GFIA: the Asian hedge fund industry pre- and post- crisis

7 Feb 2011
In its most recent client monthly newsletter, GFIA pte ltd quantifies multiple parameters of change in the Asian hedge fund industry after the Global Financial Crisis. Their research confirms an industry that’s fundamentally changed.

Summary findings include:

· Fund closures peaked at the height of the GFC in 2008 and fund launches have been downward trending since 2005.
· Exposures peaked in mid 2007 and bottomed in early 2009 with a fairly high correlation to the cumulative returns of the market index.
· Funds became riskier post-GFC with greater dispersion across strategies
· Majority of strategies saw an increase in correlation with other strategies

GFIA pte ltd, also released findings on how the correlation between different hedge fund strategies and their benchmark indices within a seemingly diversified portfolio changed during the credit crisis, concluding that equity long-short strategies became more correlated after the global financial crisis, while non-equity longshort strategies maintained their low cross-correlations.

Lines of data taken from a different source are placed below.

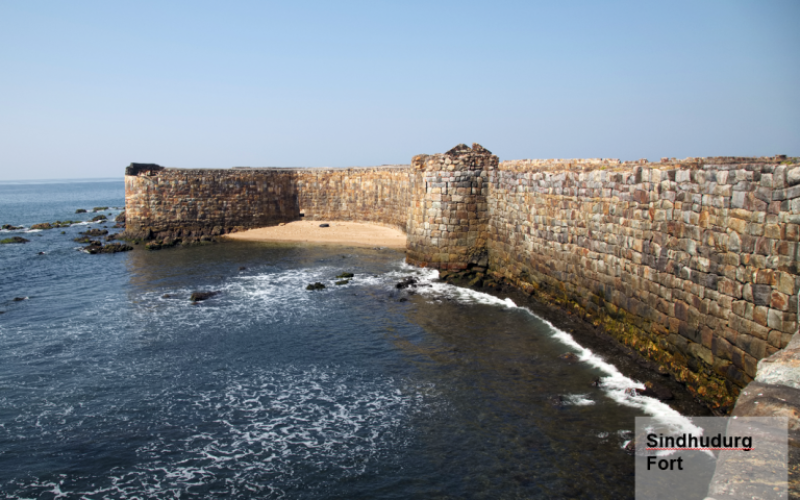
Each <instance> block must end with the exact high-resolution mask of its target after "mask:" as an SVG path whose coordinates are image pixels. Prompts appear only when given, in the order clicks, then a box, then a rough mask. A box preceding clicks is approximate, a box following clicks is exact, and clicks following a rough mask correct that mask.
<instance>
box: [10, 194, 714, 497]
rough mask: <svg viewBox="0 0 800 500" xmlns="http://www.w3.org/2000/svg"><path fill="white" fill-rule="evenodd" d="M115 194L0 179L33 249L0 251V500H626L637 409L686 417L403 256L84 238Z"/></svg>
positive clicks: (123, 196) (119, 197)
mask: <svg viewBox="0 0 800 500" xmlns="http://www.w3.org/2000/svg"><path fill="white" fill-rule="evenodd" d="M123 204H124V186H123V183H122V181H120V180H110V181H109V180H106V181H94V182H51V183H0V224H13V225H22V226H24V229H22V230H18V231H11V232H10V231H0V239H3V238H7V237H10V236H22V237H24V238H26V239H29V240H30V242H29V243H26V244H7V245H0V311H2V314H0V492H2V495H0V498H37V499H38V498H43V499H47V498H75V499H81V498H85V499H95V498H97V499H99V498H159V499H163V498H300V499H306V498H308V499H311V498H349V499H356V498H398V499H406V498H426V499H427V498H442V499H445V498H487V499H488V498H491V499H494V498H567V497H569V498H614V499H616V498H632V496H633V491H634V476H633V473H634V471H633V465H634V461H633V457H631V456H629V455H627V454H626V453H625V452H624V451H623V450H622V448H623V446H624V444H625V443H626V442H627V441H628V440H630V439H631V438H632V437H633V436H632V432H633V429H634V417H636V416H655V417H657V418H659V419H660V420H661V421H662V422H663V423H664V425H666V426H673V427H675V428H680V427H682V426H683V427H691V425H692V424H691V422H690V419H688V418H686V417H685V416H682V415H680V414H679V413H678V412H677V411H675V410H673V409H672V408H670V407H669V406H668V405H666V404H664V403H661V402H658V401H656V400H653V399H651V398H646V397H642V396H637V395H635V393H633V392H632V391H631V388H634V387H642V385H641V383H639V382H638V381H635V380H632V379H630V378H627V377H625V376H624V375H622V373H620V371H619V370H617V368H616V367H615V366H614V364H613V363H612V362H610V361H608V360H606V359H604V358H603V357H602V356H598V355H597V354H595V353H593V352H592V351H590V350H588V349H585V348H584V347H582V346H581V345H580V344H579V343H577V342H576V341H575V339H574V338H573V337H572V336H571V335H569V334H568V333H566V332H564V331H561V330H559V329H558V328H556V327H555V326H554V325H552V324H550V323H548V322H547V321H545V320H543V319H541V318H539V317H537V316H536V315H534V314H533V313H531V311H529V310H528V309H527V308H525V307H520V306H518V305H517V304H516V303H514V301H513V300H512V299H509V298H502V297H495V296H492V295H488V294H485V293H481V292H476V291H472V290H468V289H463V288H457V287H454V286H451V285H448V284H444V283H439V282H438V281H437V276H438V275H437V272H436V271H431V270H425V269H418V268H414V267H411V266H408V265H406V264H404V263H403V253H402V252H398V251H396V250H391V249H385V248H372V249H369V248H345V247H335V246H314V245H307V244H303V245H300V244H297V245H295V244H267V243H246V242H224V243H218V244H213V245H208V246H198V247H188V248H173V249H167V250H161V251H155V252H151V251H147V250H145V249H144V248H142V247H141V246H137V247H135V249H134V250H133V251H131V252H127V253H118V254H101V255H90V254H87V253H84V252H81V251H80V248H81V245H80V244H79V243H75V242H74V241H73V238H76V237H77V236H79V234H78V233H79V232H80V231H85V230H86V229H87V228H91V227H103V226H108V227H109V228H110V226H111V225H112V224H110V223H105V224H104V223H90V222H86V221H88V220H89V219H91V218H92V216H94V215H96V214H94V213H91V212H90V213H87V214H79V215H76V214H75V210H76V209H78V208H85V209H90V210H91V209H92V208H93V207H95V206H108V207H110V208H109V209H108V210H106V211H103V212H102V213H104V214H110V215H108V217H109V218H113V217H114V216H115V215H117V214H118V213H119V212H120V210H121V208H122V206H123ZM76 218H79V219H81V220H82V221H84V222H82V223H81V224H77V225H74V226H71V227H69V228H61V229H51V230H45V231H32V230H30V229H29V228H30V226H31V225H32V224H34V223H37V222H52V221H55V220H62V221H63V220H67V219H76ZM334 224H335V223H334ZM62 231H63V233H64V234H62ZM111 231H112V232H114V231H115V230H114V229H111ZM40 252H44V253H43V254H40ZM342 272H352V273H354V274H355V278H354V279H353V280H352V281H351V282H350V283H349V284H347V285H335V284H334V282H335V281H336V280H335V276H337V275H338V274H340V273H342ZM409 276H413V277H415V278H417V280H418V281H419V286H417V287H415V288H414V287H412V288H409V289H398V288H397V287H396V286H395V285H396V284H397V283H398V282H400V281H401V280H403V279H405V278H407V277H409ZM317 281H319V282H322V283H324V284H326V288H325V289H324V290H321V291H307V290H306V285H308V284H309V283H314V282H317ZM194 291H218V292H220V293H219V294H218V295H216V296H214V297H212V298H211V299H209V300H206V301H203V302H199V303H195V304H193V303H192V302H191V301H190V300H189V296H190V294H191V293H192V292H194ZM15 299H23V300H15ZM565 352H574V353H576V354H577V355H578V357H579V359H580V361H579V362H578V363H574V364H570V363H568V362H565V360H563V359H561V358H560V357H559V356H560V355H562V354H564V353H565ZM597 377H600V378H601V380H602V384H601V385H600V388H597V387H593V386H592V384H591V382H592V380H594V379H595V378H597ZM3 495H4V496H3ZM700 498H702V496H700Z"/></svg>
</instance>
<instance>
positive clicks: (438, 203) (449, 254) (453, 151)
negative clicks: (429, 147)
mask: <svg viewBox="0 0 800 500" xmlns="http://www.w3.org/2000/svg"><path fill="white" fill-rule="evenodd" d="M497 163H498V159H497V156H494V155H493V154H492V153H491V152H489V151H487V150H486V149H484V148H483V147H482V146H481V145H479V144H473V145H472V148H470V147H469V146H466V145H464V144H459V145H458V146H456V147H454V148H453V149H451V150H450V151H448V152H447V153H445V154H438V155H418V156H415V157H414V158H413V159H412V160H411V170H412V176H413V179H412V188H411V190H412V196H413V201H412V205H411V209H410V210H409V212H408V224H407V226H406V227H407V229H408V231H407V233H408V251H407V253H406V260H407V261H408V263H410V264H415V265H418V266H423V267H424V266H429V267H435V268H438V269H449V270H462V269H467V268H468V267H470V266H471V265H476V266H483V267H484V269H485V267H486V265H487V263H488V261H487V255H486V249H487V246H486V243H487V240H486V238H487V230H488V225H489V213H488V211H487V207H488V204H487V197H488V194H489V185H488V179H489V175H490V172H492V171H494V170H495V169H496V168H497Z"/></svg>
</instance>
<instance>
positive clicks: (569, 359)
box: [559, 352, 579, 363]
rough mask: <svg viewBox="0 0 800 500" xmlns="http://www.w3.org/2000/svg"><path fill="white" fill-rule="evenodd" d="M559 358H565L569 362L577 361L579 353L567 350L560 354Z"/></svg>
mask: <svg viewBox="0 0 800 500" xmlns="http://www.w3.org/2000/svg"><path fill="white" fill-rule="evenodd" d="M559 359H563V360H564V361H566V362H567V363H577V362H578V361H579V358H578V355H577V354H575V353H574V352H565V353H564V354H562V355H561V356H559Z"/></svg>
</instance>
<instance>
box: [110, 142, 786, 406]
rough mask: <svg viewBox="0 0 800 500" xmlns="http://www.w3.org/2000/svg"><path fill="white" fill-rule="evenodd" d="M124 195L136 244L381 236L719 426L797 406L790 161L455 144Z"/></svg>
mask: <svg viewBox="0 0 800 500" xmlns="http://www.w3.org/2000/svg"><path fill="white" fill-rule="evenodd" d="M125 186H126V213H127V224H128V229H127V231H128V232H129V235H131V236H134V237H145V238H153V237H159V236H160V235H168V236H169V237H171V238H184V239H186V238H188V239H192V238H194V239H197V238H201V239H202V238H208V237H213V236H216V235H219V234H224V233H226V232H230V231H233V230H240V229H244V228H250V227H258V226H265V225H272V224H277V223H279V222H285V221H290V220H297V219H298V218H300V216H301V214H302V215H303V216H305V217H307V218H310V219H315V220H354V221H366V222H374V223H380V224H385V225H390V226H394V227H398V228H401V229H402V230H404V231H405V232H406V234H407V237H408V244H407V260H408V262H410V263H413V264H416V265H420V266H431V267H436V268H439V269H442V270H447V271H450V272H462V273H463V272H467V273H472V274H471V276H474V277H475V279H476V282H480V281H481V280H483V279H485V280H494V281H495V282H500V281H502V282H506V283H510V284H512V285H513V286H515V287H517V288H518V289H521V290H523V291H526V292H527V293H529V294H531V295H535V296H536V297H537V298H539V299H541V300H546V301H549V302H555V303H558V304H560V305H561V306H562V307H564V308H566V309H568V310H570V311H571V312H573V313H577V314H581V315H583V316H584V317H585V318H586V319H587V320H589V321H593V322H595V323H597V324H601V323H602V324H603V325H604V326H605V328H606V330H607V331H609V332H610V333H611V334H612V335H614V336H615V337H616V338H617V339H618V340H619V341H620V342H622V343H624V344H626V345H628V346H630V347H632V348H634V349H636V350H638V351H639V352H640V353H641V354H642V355H643V356H645V357H647V358H649V359H651V360H653V361H655V362H657V363H658V364H659V365H660V366H662V367H664V368H665V369H667V370H668V371H669V372H670V373H671V374H672V375H673V376H675V377H676V378H678V379H679V380H681V381H683V382H685V383H686V384H687V387H689V389H690V390H691V391H693V392H694V393H695V394H697V395H698V397H700V398H703V399H705V400H706V401H707V402H708V403H709V405H710V406H711V407H712V408H718V409H719V410H720V411H721V412H723V413H724V412H727V411H730V409H731V407H732V404H733V402H734V400H735V398H736V396H737V395H738V394H739V392H740V390H741V389H742V388H743V387H745V386H746V385H747V384H748V383H750V382H752V381H753V380H754V379H755V380H756V383H761V382H765V383H768V384H775V383H776V382H775V381H776V380H777V381H778V382H777V383H778V384H780V385H782V387H785V388H787V390H788V389H791V390H795V391H800V361H799V360H800V345H795V344H797V343H798V342H800V341H798V340H797V339H798V338H799V337H797V336H795V337H793V335H794V334H795V332H796V331H797V328H798V322H797V318H798V290H800V279H799V278H798V270H797V260H798V242H799V241H800V165H799V164H798V163H797V160H796V159H786V158H784V157H771V158H692V159H687V160H680V161H676V160H663V161H662V162H661V163H648V162H646V161H639V162H620V161H617V160H514V161H503V162H500V161H499V160H498V158H497V157H496V156H494V155H492V154H491V153H490V152H489V151H487V150H485V149H484V148H482V147H480V146H479V145H473V148H469V147H467V146H463V145H460V146H457V147H456V148H453V149H452V150H451V151H449V152H448V153H445V154H438V155H420V156H416V157H414V158H413V160H412V164H411V165H410V166H407V165H395V166H385V167H366V168H349V169H333V168H330V169H229V170H181V169H162V168H161V167H158V166H155V165H137V164H134V165H132V166H131V167H129V169H128V172H126V177H125ZM793 338H794V341H793V340H792V339H793ZM790 342H792V343H791V345H790ZM787 345H788V346H789V347H788V348H787ZM781 349H784V350H783V351H780V352H779V350H781ZM759 362H760V363H759ZM797 400H800V399H797Z"/></svg>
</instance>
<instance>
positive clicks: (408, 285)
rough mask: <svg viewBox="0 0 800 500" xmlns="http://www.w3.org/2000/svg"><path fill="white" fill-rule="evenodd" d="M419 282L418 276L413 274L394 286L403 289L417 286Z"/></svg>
mask: <svg viewBox="0 0 800 500" xmlns="http://www.w3.org/2000/svg"><path fill="white" fill-rule="evenodd" d="M417 283H418V280H417V278H414V277H413V276H409V277H408V278H406V279H404V280H403V281H401V282H400V283H398V284H396V285H395V286H394V287H395V288H397V289H398V290H402V289H404V288H408V287H410V286H411V287H416V286H417Z"/></svg>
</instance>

Peter Douglas CAIA, principal of GFIA, commented: “While hedge funds still offer a much more appealing investment profile than long-only funds, clearly it’s now harder to find genuinely different hedge fund strategies in Asia, and levels of risk appear to have ratcheted up. We suspect that investor appetite for extremely liquid opportunities probably explains much of the higher correlations, and slower allocations explain the drop-off in fund launches.”